Q: I’m carrying about $12,000 on five different credit cards. The average interest rate is 17 percent. I want to pay them all off.
Here are my options. I have a huge tax return check coming my way in about 2 weeks. Should I use the tax return money to pay off my debts, or should I invest this money? Do you think I should try to get a home equity line of credit at a low rate and pay off my credit cards?
A: You should always pay off your high-interest, non-deductible debts first. When you prepay a debt, you’re effectively earning the interest rate the debt carries on each dollar. So if your credit card debt is being charged 17 percent, prepaying that debt actually earns you 17 percent on your money. That’s way better than the stock market or any other kind of investment I can think of.
Once your debts are paid off, you can use the cash you would have paid each month to service the debt to start building a retirement fund. If you qualify, I suggest you open a Roth IRA and start investing those after-tax dollars in an index mutual fund.

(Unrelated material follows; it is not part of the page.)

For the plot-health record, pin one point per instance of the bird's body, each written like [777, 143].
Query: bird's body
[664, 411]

If you weren’t getting a big tax refund, I’d suggest using a home equity line of credit or home equity loan to pay off your credit card debt. It doesn’t make sense to pay 17 percent on non-deductible credit card debt when you could be paying 6 percent on deductible home equity debt.
Finally, try to adjust your withholdings, so that you end up with only a small refund or no refund for this year. There’s no sense in giving Uncle Sam an interest-free loan.